A greener Europe can become a reality through four main levers: public-private coordination for financiancing the green transition; the use of digital technologies to maximize the positive impact of public programs and funds, such as the Next Generation EU–COVID-19 recovery package; some adequate market incentives for a discrimination in favour of the best green options in risk-returns terms; and an improvement and homogenisation in the disclosure of non-financial information. These four levers are key to ensuring that the financing of the transition contributes to creating labour intensive jobs and a more digital and greener productive system.

Digitizing sustainable finance can be a real game changer

This effort of financing the transition must promote the transformation of the whole economy. The taxonomy needs to be further expanded to allow all sectors and companies to transform. Their gradual improvements should be recognized if they are congruent with the transition to a low-carbon economy or/and with the ambition of the EU’s net zero emissions objective in 2050. Extending the scope of the taxonomy framework would contribute to incentivize sustainable finance mobilization, an EU top priority.

A greener, and a more sustainable Europe that also considers the social and the governance dimensions, is everyone’s responsibility. Public-private coordination is key. Policy makers and the private sector should jointly design and implement a clear and solid framework to make the most of future investments.

Digitizing sustainable finance can be a real game changer. Generating, storing and processing an unprecedented volume of data allows financial entities to offer solutions that help our clients to improve their financial health and transitioning towards a sustainable future; and at the same time carrying out a data-driven and rigorous analytical approach, which is of the utmost importance for better risk measurement and management.

On their part, policy makers have three tools to incentivise the actions of the private sector:  pricing carbon emissions to properly internalize its cost; developing deep capital markets that incentivise a positive discrimination for ESG emissions, as well as implementing fiscal policies aimed at polluters pay and non-polluters benefit.

An efficient and scalable voluntary carbon market can be a valuable tool to speed up the transition

In this sense, it is essential to have European policies that drive credible, long-term oriented pricing for  emissions and encourage the transition to net zero emissions. An efficient and scalable voluntary carbon market can be a valuable tool to speed up the transition, to develop the Capital Markets Union and to complement the decarbonization effort.
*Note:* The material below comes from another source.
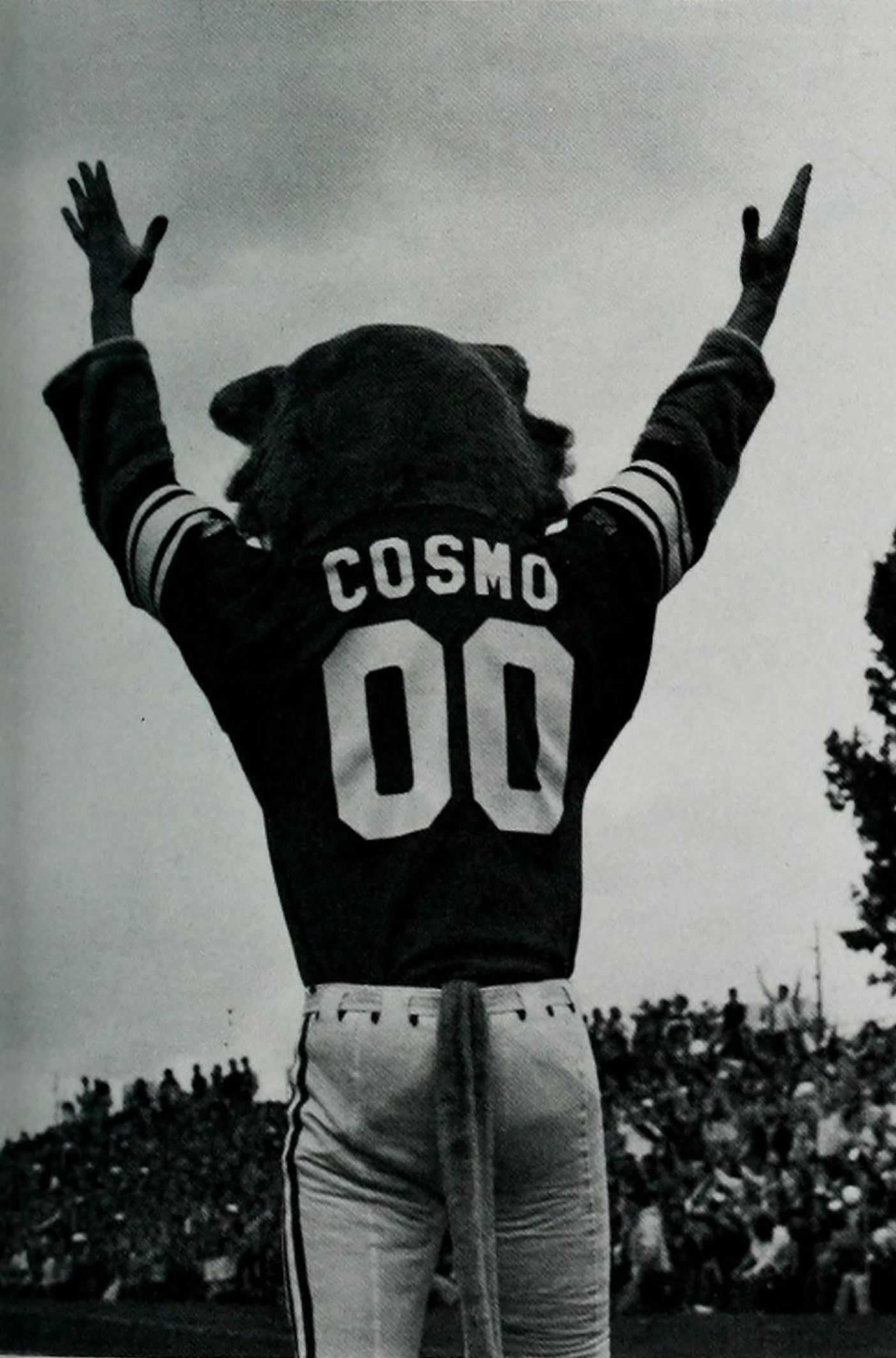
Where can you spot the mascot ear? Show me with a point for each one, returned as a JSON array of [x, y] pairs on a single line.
[[508, 366], [242, 407]]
Finally, a clear and consistent reporting framework is of the utmost importance. Right now, data and reporting are incomplete and heterogeneous, and it is impossible to identify, measure, compare, manage or to align what is not reported or disclosed. However, some important steps have already been taken to overcome the current alphabet soup, both in Europe (NFRD and EFRAG) and internationally (IFRS). The private sector is also making rapid progress to achieve some commonly accepted metrics. The World Economic Forum-International Business Council has proposed a comprehensive set covering four main pillars: governance, planet, people and prosperity.
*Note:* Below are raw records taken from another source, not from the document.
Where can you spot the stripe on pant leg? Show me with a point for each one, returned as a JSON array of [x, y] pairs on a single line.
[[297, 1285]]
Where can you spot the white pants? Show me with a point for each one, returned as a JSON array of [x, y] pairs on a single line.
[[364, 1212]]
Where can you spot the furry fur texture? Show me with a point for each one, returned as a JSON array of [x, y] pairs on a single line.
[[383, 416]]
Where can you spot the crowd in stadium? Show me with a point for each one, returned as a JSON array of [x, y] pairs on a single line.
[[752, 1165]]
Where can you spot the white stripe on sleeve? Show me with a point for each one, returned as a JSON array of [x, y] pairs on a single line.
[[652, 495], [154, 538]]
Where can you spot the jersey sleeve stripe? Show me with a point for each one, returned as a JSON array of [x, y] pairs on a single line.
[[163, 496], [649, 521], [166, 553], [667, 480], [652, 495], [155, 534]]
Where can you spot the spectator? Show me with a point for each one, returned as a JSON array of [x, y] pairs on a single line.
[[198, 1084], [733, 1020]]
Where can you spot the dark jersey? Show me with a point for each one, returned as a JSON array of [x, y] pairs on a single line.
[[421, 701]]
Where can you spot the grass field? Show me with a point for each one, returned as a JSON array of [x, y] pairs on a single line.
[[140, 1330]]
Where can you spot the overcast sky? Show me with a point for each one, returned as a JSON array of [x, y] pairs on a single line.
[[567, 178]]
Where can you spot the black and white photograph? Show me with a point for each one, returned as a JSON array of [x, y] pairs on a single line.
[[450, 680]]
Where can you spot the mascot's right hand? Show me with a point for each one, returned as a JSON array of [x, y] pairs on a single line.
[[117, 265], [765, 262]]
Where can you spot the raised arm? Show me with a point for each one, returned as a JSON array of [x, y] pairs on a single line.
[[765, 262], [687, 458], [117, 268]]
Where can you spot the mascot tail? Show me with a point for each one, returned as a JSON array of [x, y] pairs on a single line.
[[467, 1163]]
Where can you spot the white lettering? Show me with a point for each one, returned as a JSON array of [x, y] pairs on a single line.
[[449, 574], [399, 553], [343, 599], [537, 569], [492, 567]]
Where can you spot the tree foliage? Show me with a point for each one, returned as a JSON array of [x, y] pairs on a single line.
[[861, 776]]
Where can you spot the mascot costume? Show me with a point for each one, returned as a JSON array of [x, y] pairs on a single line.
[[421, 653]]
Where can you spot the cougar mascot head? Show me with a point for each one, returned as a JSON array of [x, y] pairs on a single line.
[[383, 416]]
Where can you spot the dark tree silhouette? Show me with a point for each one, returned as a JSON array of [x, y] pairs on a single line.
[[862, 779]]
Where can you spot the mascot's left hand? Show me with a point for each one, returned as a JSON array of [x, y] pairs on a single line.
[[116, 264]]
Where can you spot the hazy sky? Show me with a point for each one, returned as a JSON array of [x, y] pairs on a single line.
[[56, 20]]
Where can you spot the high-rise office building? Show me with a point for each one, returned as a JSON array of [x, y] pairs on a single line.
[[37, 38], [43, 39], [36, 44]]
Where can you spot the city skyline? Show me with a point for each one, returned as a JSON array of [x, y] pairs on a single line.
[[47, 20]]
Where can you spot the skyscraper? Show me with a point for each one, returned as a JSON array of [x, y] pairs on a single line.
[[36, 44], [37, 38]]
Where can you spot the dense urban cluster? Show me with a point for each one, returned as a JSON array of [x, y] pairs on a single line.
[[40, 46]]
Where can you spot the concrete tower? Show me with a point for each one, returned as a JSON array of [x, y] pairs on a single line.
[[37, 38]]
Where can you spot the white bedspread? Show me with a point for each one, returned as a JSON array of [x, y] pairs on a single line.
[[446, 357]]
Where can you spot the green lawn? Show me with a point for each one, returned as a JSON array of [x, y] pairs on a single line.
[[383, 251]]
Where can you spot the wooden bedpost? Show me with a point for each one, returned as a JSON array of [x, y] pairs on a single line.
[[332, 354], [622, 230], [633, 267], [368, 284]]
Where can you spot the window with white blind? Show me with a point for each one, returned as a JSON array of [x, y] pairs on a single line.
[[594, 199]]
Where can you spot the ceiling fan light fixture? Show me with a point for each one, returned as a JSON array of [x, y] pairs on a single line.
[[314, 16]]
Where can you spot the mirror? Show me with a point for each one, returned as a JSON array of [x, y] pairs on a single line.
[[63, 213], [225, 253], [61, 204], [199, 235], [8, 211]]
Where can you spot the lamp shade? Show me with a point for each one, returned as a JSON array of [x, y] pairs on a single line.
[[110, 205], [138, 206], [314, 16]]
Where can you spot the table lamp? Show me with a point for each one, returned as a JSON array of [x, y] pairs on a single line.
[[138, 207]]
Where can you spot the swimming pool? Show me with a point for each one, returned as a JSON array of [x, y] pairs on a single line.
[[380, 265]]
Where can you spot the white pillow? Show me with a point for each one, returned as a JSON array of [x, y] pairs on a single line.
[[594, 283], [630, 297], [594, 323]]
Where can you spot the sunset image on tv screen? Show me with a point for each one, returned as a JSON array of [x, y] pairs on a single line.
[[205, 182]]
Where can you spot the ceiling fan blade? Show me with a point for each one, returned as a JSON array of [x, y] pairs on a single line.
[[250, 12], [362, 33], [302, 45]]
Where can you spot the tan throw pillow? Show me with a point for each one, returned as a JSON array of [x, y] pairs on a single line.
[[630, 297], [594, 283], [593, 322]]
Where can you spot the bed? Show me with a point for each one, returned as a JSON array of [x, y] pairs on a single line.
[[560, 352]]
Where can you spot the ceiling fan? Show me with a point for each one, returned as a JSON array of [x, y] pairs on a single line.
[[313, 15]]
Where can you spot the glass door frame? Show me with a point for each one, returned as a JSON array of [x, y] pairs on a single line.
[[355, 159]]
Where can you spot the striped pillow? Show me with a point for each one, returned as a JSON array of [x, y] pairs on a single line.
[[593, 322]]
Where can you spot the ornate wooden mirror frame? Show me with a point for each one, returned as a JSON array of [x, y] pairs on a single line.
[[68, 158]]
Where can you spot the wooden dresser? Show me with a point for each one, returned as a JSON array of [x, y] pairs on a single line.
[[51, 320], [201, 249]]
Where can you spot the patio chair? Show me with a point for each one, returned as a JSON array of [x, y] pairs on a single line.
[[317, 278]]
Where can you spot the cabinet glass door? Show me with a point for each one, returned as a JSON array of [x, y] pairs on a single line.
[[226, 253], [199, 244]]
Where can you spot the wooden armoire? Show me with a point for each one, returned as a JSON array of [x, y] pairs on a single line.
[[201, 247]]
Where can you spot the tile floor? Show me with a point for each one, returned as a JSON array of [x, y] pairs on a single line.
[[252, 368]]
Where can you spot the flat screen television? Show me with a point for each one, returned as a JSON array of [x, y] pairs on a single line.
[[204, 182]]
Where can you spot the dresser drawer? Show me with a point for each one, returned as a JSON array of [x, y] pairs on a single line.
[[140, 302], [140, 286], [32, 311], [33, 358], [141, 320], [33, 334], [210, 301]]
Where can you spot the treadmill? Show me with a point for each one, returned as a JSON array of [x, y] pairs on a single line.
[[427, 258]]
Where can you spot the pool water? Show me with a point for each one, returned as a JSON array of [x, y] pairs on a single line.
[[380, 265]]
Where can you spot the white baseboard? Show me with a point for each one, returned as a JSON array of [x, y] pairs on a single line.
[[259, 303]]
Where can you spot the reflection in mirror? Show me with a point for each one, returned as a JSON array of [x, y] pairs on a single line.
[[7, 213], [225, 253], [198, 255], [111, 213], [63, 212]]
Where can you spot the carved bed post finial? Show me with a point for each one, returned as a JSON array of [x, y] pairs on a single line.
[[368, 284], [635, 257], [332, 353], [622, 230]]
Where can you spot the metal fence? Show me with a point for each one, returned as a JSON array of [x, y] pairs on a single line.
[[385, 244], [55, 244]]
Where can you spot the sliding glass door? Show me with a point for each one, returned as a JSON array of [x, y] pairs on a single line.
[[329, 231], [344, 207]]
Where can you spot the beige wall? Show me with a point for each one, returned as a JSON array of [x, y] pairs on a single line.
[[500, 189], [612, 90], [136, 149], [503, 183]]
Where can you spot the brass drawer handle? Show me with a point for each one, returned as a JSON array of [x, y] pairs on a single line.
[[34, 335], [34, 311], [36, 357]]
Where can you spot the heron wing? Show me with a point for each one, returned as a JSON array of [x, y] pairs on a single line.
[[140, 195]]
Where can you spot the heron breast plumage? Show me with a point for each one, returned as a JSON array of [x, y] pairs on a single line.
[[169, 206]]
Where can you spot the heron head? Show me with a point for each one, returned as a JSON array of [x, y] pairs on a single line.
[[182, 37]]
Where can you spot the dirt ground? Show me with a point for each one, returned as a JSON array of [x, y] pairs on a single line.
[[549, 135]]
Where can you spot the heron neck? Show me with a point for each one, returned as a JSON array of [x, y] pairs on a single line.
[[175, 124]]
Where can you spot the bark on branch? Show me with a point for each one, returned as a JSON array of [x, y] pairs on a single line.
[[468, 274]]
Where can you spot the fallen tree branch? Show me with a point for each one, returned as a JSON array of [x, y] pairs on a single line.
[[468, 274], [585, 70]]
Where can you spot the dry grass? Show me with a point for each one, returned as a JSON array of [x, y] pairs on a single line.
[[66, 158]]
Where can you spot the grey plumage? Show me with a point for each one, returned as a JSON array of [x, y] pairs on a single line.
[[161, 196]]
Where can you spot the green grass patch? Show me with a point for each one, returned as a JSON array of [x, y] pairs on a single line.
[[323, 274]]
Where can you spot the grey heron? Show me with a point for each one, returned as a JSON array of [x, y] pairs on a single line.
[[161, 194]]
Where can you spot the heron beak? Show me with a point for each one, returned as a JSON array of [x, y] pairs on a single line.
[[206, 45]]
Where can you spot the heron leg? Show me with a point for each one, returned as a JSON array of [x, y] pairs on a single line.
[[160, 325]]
Private sector companies must embed the whole ESG (Environmental, Social, Governance) dimension into their business strategy, internal processes and risk management to promote corporate sustainability on a long term. Sustainability has become a ‘must’ instead of something desirable, and there’s no going back. The S and the G are lagging behind the E, but they will converge over time.

However, we cannot settle for this, as there is still a lot of work to be done. The current unique situation, with all the stakeholders joining their forces to be a part of the solution to beat the Covid-19, help people, and revamp the real economy and the financial system, offers us great opportunities to build a greener and a better future for Europe and the European society.

The question now is when and where do we start? As the White Rabbit in Alice in Wonderland says “We’re late, we’re late for a very important date”. Indeed, 2030 is tomorrow and 2050, the horizon for achieving the EU’s climate neutrality target, is the day after tomorrow.